Oh my God,’ the woman mumbles as the news sinks in. Then she’s shouting away from the phone, ‘Christopher, Christopher!’

Jane’s heart starts to race again. As it does, Mia’s legs start to swing in a good wide arc under the bench, quite gleefully. Holding her daughter from falling forward, her grip inches down to arrest their oscillation. She just needs Mia to be good for a few more minutes while she explains to this man what she’s doing in this nice house. Hoping to convey this, Jane glares at Mia. But just as she hears a male voice greet her questioningly, Mia throws her head back and squeals an ear-piercing joyful shriek, sending a painful note into both her and the man’s head so that a great swell of frustration rockets through Jane.

Mia!’ she chastises. And then into the phone, ‘I’m sorry. My little girl, picking the wrong moment as usual.’
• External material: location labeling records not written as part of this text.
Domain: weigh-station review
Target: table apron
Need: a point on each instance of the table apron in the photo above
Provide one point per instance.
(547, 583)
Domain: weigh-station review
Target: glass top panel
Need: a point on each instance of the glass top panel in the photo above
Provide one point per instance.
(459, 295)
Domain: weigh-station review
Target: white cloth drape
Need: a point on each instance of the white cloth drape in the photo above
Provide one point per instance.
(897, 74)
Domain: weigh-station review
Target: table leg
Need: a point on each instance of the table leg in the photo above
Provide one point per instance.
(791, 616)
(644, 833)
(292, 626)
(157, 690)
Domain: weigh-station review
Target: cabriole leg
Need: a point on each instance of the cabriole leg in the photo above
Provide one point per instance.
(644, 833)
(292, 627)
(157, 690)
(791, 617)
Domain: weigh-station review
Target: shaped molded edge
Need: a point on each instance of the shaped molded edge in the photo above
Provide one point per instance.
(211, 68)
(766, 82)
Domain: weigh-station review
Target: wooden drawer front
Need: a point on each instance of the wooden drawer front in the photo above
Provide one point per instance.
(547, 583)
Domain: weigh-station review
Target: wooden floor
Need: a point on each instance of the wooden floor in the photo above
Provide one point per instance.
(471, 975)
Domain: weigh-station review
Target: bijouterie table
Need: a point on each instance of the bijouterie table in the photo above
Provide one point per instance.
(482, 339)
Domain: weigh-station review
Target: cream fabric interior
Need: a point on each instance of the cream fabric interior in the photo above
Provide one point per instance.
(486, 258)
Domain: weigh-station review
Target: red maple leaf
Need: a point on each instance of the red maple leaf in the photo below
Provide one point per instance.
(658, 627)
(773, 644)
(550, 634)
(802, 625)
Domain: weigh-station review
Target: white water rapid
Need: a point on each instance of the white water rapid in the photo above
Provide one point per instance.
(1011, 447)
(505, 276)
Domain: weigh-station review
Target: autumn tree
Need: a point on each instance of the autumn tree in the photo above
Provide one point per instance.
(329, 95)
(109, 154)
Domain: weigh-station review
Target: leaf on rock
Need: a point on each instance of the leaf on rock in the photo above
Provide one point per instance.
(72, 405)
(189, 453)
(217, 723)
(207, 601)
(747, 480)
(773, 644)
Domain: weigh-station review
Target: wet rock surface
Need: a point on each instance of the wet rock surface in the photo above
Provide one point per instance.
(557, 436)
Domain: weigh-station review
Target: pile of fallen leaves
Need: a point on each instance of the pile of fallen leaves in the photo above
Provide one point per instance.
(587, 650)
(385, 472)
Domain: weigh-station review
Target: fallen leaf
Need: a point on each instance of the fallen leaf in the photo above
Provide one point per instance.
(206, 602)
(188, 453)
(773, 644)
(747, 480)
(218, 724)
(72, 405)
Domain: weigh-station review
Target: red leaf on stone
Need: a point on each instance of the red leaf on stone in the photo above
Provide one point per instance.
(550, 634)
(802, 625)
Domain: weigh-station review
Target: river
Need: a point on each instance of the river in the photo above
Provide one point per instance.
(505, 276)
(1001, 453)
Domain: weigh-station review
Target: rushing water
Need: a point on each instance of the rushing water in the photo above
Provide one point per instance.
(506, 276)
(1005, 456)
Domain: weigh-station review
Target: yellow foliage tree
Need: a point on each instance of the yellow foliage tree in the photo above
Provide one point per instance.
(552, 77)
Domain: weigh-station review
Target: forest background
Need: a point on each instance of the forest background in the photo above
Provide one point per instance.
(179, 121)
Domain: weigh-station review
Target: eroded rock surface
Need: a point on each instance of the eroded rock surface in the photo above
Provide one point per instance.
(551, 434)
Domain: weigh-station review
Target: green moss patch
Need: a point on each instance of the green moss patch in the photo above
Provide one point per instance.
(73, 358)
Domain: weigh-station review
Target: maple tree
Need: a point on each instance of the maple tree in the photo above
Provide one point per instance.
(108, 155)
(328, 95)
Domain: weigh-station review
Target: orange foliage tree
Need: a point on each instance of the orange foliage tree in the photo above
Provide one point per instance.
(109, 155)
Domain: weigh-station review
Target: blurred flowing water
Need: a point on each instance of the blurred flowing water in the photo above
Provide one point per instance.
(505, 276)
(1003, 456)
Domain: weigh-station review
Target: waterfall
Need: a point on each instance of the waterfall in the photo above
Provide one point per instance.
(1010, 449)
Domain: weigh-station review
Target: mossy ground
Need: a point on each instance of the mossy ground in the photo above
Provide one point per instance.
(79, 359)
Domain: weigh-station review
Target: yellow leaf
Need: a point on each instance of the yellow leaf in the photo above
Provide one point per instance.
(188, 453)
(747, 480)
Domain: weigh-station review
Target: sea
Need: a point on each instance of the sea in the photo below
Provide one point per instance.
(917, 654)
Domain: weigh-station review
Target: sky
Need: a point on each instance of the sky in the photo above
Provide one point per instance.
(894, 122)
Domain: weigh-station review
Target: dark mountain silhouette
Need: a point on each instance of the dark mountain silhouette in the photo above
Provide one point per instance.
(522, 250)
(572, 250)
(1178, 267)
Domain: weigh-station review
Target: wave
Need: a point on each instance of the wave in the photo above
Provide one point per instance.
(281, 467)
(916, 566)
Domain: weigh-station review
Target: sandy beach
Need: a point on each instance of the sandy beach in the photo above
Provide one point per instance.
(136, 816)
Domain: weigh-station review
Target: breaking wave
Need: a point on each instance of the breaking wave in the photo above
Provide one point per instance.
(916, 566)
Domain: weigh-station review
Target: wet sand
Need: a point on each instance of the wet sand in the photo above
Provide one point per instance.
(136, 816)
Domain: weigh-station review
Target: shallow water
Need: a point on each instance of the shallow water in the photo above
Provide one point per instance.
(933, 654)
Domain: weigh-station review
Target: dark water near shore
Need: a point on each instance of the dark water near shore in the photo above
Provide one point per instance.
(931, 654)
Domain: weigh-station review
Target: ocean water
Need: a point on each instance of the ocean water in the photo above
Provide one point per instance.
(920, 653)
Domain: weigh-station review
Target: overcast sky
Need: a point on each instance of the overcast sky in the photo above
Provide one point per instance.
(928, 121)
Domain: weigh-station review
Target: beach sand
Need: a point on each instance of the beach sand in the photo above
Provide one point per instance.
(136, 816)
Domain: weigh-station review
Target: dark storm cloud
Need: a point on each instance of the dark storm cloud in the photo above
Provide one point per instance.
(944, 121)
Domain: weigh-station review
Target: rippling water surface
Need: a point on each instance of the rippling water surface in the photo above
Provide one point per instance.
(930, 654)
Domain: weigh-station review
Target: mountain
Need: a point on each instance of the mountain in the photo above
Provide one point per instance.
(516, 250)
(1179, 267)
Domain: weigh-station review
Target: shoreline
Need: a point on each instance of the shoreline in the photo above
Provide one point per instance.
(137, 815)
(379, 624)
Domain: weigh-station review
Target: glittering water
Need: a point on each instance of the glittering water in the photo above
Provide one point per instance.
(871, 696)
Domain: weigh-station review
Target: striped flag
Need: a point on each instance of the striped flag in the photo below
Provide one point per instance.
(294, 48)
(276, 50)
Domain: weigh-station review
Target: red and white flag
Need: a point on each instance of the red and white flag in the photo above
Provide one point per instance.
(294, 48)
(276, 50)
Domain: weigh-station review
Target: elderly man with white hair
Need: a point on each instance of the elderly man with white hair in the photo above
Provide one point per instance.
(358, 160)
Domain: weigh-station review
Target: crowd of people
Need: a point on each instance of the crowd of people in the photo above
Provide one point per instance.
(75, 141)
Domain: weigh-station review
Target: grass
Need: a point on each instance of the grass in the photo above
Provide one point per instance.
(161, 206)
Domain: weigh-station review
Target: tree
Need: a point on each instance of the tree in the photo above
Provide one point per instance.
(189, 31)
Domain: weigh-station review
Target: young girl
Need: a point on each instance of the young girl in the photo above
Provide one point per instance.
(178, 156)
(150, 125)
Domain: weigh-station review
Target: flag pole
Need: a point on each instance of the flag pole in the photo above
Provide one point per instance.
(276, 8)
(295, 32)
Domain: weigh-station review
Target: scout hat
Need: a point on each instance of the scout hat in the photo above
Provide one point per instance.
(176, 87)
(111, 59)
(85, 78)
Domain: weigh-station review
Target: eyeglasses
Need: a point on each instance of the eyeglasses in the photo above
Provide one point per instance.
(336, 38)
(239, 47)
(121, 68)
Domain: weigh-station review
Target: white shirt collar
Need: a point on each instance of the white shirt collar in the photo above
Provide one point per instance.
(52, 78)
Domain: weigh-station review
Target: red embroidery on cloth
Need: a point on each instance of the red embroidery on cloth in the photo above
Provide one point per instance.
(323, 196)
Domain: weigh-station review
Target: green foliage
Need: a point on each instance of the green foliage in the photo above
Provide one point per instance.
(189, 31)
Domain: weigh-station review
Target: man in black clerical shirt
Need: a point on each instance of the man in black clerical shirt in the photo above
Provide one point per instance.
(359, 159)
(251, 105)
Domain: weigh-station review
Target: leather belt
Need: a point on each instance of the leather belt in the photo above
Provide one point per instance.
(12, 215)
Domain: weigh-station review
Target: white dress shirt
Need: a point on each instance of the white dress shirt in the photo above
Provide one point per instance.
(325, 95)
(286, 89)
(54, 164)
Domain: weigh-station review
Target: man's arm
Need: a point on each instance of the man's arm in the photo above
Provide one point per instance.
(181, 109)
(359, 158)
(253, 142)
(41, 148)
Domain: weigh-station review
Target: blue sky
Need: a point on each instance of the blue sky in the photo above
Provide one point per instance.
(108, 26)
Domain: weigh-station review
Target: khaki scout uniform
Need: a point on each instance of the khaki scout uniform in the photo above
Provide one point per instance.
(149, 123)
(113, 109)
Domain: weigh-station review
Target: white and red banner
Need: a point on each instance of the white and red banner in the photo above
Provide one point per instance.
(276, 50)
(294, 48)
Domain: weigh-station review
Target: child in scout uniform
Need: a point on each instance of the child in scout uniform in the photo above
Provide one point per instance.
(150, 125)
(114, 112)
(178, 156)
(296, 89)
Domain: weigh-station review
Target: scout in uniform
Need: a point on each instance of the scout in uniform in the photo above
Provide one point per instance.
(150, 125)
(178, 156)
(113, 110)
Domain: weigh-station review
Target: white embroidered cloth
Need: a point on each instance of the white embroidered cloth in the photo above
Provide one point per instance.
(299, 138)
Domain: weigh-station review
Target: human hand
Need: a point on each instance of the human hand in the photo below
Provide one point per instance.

She explains why she’s here and what’s happened. And it’s while she’s talking that it occurs to her she’s been disloyal to Mia, saying things she’d like to think she’d never say about her. What on earth, she wonders as she hangs up, just jumped out of me? Why in God’s name would I tell someone that?

She puts Mia on the ground. Rather than running across the room as Jane had expected, her little girl stands looking up at her plaintively, almost, Jane thinks, judging me, understanding fully the insult I’ve just delivered and showing her disapproval.

Jane turns, her head dropping between her shoulders, her arms spread as she props herself up on the bench. She tries to take a breath, a rejuvenating inhalation. But her lungs won’t expand properly despite her steadiness, despite her concentration on the flawless cross-grain of the wood, on its old long-growing interlocking layers.